Final Procedures before Receiving the Main Empowerments

After lifting our blindfold for a moment to note what color we see first, indicative of specific future attainments, we circumambulate the mandala three times clockwise once more, through the same corridor as before. Our teacher, Kalachakra, then assumes the form of his assistant and comes from the fourth floor down to where we are standing, as a participant, in the form of Vajravega in the black eastern entrance hall on the ground floor. To symbolize this, the master conferring the empowerment descends from the throne and stands in front of the powdered sand mandala. There he recites verses, known as words of truth, so that the disciples receive a clear indication of the Buddha-family trait with which they have the strongest affinity. As an observer, we stand watching this at the rear of the same hall, in the form of a simple Kalachakra.

The main disciples and a representative of the others then come forward and with both hands hold the flower they were given at the beginning of the day above a drawing of a simplified mandala placed on a tray. They let the flower drop, while reciting a mantra, and then return to their seats. The section of the mandala in which it lands indicates their closest Buddha-family trait. In the future, from among the nineteen closely bonding practices maintained through daily six-session yoga, we especially emphasize, as a practitioner, those practices that bond us closely with this trait.

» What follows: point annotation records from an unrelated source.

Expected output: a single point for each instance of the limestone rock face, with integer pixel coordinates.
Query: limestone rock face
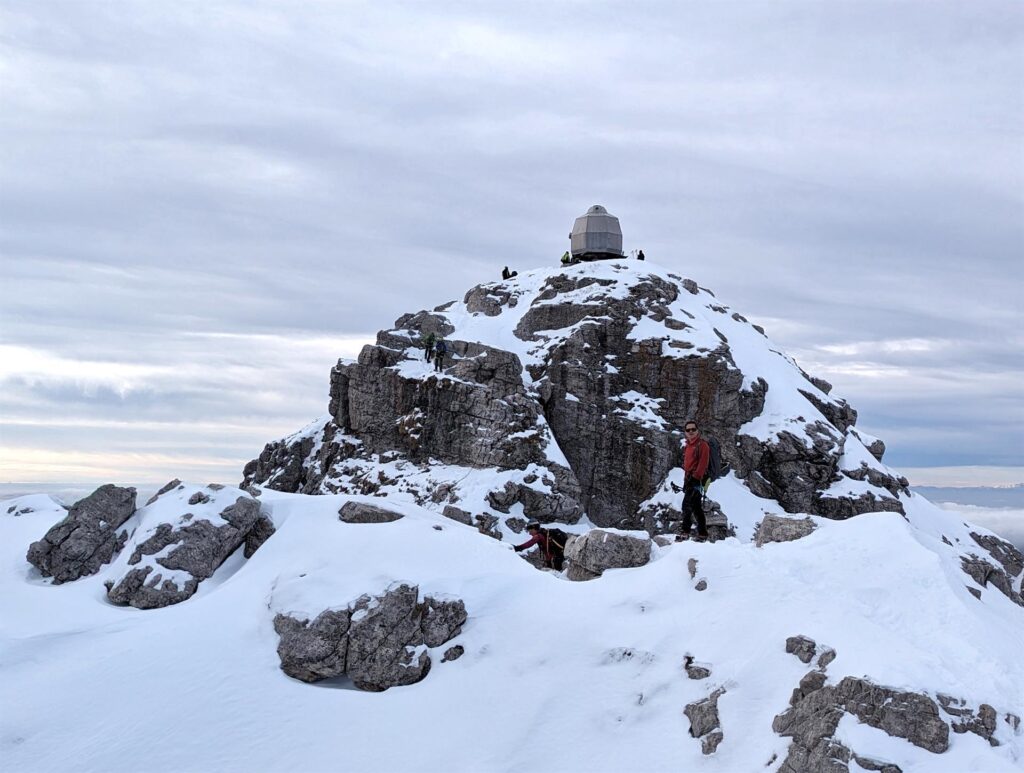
(378, 641)
(1000, 569)
(589, 555)
(816, 710)
(573, 385)
(774, 528)
(177, 557)
(87, 539)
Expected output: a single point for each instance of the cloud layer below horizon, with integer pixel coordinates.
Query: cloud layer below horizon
(205, 205)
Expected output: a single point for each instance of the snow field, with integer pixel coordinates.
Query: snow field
(557, 676)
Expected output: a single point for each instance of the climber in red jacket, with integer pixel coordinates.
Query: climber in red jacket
(695, 458)
(552, 542)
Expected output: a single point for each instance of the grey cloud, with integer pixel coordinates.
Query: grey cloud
(850, 170)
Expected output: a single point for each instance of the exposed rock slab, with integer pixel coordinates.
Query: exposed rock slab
(705, 722)
(775, 528)
(589, 555)
(816, 710)
(87, 538)
(177, 557)
(363, 512)
(378, 641)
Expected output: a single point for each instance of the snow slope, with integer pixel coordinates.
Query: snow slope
(557, 676)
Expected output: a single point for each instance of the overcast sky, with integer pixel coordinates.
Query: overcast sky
(203, 205)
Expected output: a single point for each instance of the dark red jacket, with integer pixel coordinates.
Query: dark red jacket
(695, 459)
(548, 545)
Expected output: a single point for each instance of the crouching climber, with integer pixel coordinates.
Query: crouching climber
(551, 542)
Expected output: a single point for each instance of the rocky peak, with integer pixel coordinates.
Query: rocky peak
(569, 387)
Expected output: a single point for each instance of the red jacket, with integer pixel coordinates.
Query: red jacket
(547, 543)
(695, 459)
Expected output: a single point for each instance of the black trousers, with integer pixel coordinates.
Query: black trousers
(693, 508)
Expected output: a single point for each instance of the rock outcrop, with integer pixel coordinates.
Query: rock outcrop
(774, 528)
(378, 641)
(169, 565)
(576, 391)
(87, 539)
(589, 555)
(1001, 569)
(816, 709)
(361, 512)
(705, 722)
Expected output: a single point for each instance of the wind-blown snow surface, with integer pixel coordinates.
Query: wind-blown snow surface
(557, 676)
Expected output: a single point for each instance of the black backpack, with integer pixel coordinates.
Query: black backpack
(716, 468)
(557, 538)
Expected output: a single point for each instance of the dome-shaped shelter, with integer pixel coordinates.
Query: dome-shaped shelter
(596, 234)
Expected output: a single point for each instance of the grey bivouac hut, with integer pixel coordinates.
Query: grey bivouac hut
(596, 235)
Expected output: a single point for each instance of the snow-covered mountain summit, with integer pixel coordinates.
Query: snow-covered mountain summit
(355, 603)
(569, 386)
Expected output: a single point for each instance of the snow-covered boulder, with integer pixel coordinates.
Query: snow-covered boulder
(87, 539)
(378, 641)
(171, 557)
(816, 710)
(363, 512)
(705, 721)
(589, 555)
(573, 383)
(775, 528)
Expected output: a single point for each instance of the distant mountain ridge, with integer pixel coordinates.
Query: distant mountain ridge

For example, if the flower falls in the southern quarter, we put special effort into the four types of generosity that create close bonds with the deep awareness of the equality of everyone. We make the smoothest progress to enlightenment through that path. We also receive, as a disciple, a confidential name, which is a variation of the name of the principal male figure of this Buddha-family. In our example, from Ratnasambhava we would obtain the name Ratnavajra.

This confidential name is used only when we need to repeat it when taking or reaffirming our vows during our next Kalachakra empowerment and in our sadhana practice up to that time. It is not used in any other context. Since most tantric practitioners receive empowerment many times, they discover new affiliations and receive new names on each occasion. Therefore the ones obtained at any specific empowerment are not regarded permanent, but just indicative of our present needs. With each new Kalachakra initiation, we change our name and emphasize other closely bonding practices if the flower falls in a different quadrant from before.

Our teacher, Kalachakra, then returns our flower and we place it on the top of our head. From the circumstance of the sensation of the flower touching our head, we experience blissful awareness of voidness. In the next chapter, we shall discuss how to generate this awareness and what, as an observer, we can best feel at this and similar points during the rest of the empowerment. Our teacher, Kalachakra, now returns to the fourth floor of the mandala palace and sits once more on his throne. We remove our blindfold and imagine seeing clearly all the details of the mandala world. Our teacher, Kalachakra, introduces and describes all the figures and we recite certain words to bond closely with them all. The first day of the actual empowerment usually ends here.